First Bid, More Details on Loan-Selling Program

On Monday the first bank was readying its application to sell assets to the Treasury Department under a new federal program to move $700 billion of troubled assets off the books of financial institutions.

The Treasury also moved Monday to put an assistant secretary, Neel Kashkari, in charge of the program, and it issued an outline of how it would select private-sector asset managers to execute it.

Sources did not identify the bank seeking to sell assets, but under the law authorizing the program, the Treasury must make public the type, amount, and pricing of the asset within two business days of its purchase, sale, or other disposition.

The Treasury can make direct purchases through a no-bid process, or it can buy assets through reverse auctions with sellers. The department is expected to begin buying the assets directly within the next few days, so details on pricing may be out within the week. Auctions are expected to take longer.

The Treasury has until mid-November to detail rules for the auctions.

Mr. Kashkari, currently the assistant secretary for international development, previously served as the Treasury's liaison for the Hope Now alliance.

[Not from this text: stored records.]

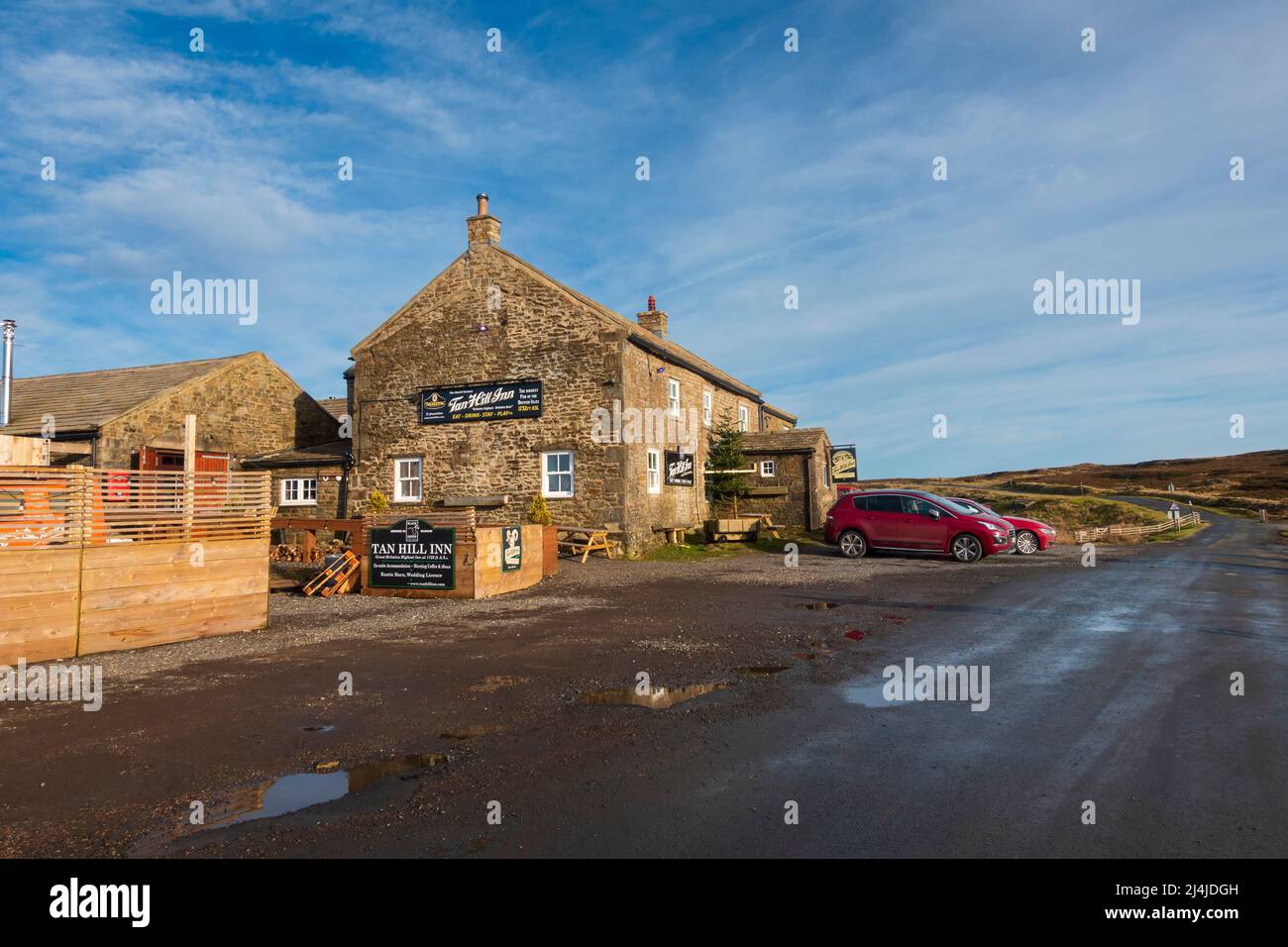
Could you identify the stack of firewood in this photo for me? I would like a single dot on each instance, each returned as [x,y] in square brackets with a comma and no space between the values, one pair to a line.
[294,552]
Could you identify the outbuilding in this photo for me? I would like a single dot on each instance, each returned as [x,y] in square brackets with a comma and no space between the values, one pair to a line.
[133,418]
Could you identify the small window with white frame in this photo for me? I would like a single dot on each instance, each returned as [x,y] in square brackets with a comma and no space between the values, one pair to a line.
[300,491]
[557,474]
[655,472]
[407,479]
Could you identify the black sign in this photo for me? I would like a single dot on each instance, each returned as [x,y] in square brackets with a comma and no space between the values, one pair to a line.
[845,464]
[511,548]
[485,401]
[679,470]
[412,554]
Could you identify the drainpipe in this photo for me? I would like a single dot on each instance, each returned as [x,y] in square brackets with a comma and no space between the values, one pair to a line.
[7,379]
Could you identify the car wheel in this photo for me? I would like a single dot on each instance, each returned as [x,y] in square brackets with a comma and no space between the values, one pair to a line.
[1026,543]
[966,548]
[853,545]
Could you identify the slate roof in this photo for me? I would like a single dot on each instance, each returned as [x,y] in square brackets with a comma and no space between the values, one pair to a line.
[635,333]
[317,455]
[84,401]
[797,441]
[335,406]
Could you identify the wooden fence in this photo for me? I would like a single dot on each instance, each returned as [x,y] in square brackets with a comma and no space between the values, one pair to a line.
[1096,532]
[97,561]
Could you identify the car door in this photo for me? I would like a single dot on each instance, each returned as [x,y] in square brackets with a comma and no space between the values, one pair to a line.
[922,525]
[883,519]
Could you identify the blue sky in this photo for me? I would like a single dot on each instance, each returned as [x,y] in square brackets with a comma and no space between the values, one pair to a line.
[768,169]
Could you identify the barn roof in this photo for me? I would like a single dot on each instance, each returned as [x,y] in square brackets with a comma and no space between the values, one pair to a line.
[82,401]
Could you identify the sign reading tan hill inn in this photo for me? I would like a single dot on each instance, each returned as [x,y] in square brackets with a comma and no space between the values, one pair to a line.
[412,554]
[845,464]
[481,401]
[679,470]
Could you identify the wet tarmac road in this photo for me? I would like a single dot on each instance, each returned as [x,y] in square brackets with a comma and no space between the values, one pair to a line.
[1107,684]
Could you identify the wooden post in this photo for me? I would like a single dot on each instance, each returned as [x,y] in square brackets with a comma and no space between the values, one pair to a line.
[189,467]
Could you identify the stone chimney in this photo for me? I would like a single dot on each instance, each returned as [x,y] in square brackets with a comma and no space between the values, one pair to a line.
[652,318]
[483,228]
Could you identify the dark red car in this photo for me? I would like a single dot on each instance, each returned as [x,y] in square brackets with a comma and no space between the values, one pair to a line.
[1030,535]
[912,521]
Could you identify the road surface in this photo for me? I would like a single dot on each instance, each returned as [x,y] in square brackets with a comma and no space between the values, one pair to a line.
[1108,684]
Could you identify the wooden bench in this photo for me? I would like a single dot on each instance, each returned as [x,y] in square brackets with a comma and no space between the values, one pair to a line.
[765,526]
[674,534]
[588,539]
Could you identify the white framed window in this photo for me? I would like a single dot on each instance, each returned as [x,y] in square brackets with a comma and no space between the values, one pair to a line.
[407,479]
[557,474]
[300,491]
[655,472]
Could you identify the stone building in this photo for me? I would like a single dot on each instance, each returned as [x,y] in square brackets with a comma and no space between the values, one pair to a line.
[133,418]
[791,475]
[496,382]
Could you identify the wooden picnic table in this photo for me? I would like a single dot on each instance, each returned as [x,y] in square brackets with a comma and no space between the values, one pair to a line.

Before joining the Treasury in 2006, he had been a vice president at Goldman Sachs & Co.

In addition, the Treasury said that it would select separate asset managers for whole loans and for securities, and that some commercial banks are expected to apply.

The Treasury issued guidance to protect against conflicts of interest among asset managers, some of which will be selling assets into the program as well as helping the government price them.

Also Monday, Federal Deposit Insurance Corp. Chairman Sheila Bair, in a question-and-answer period after a speech to the National Association of Business Economists, said that her agency would not shy away from using the "systemic risk exception" to resolve failing banks.

The exception waives a requirement that the FDIC take a lowest-cost approach to any failing bank. It requires the consent of the Treasury and the Federal Reserve Board in consultation with the president, and it is designed to be used with companies that are important to the integrity of the financial system.

The FDIC invoked the power for the first and only time last week, when it arranged for Citigroup Inc. to buy Wachovia Corp.'s banking operation — a deal that inspired Wells Fargo & Co. to make its own bid for the whole company.

"We still feel we have some latitude regarding the systemic risk exception, and we will use it as we feel we need to," Ms. Bair said.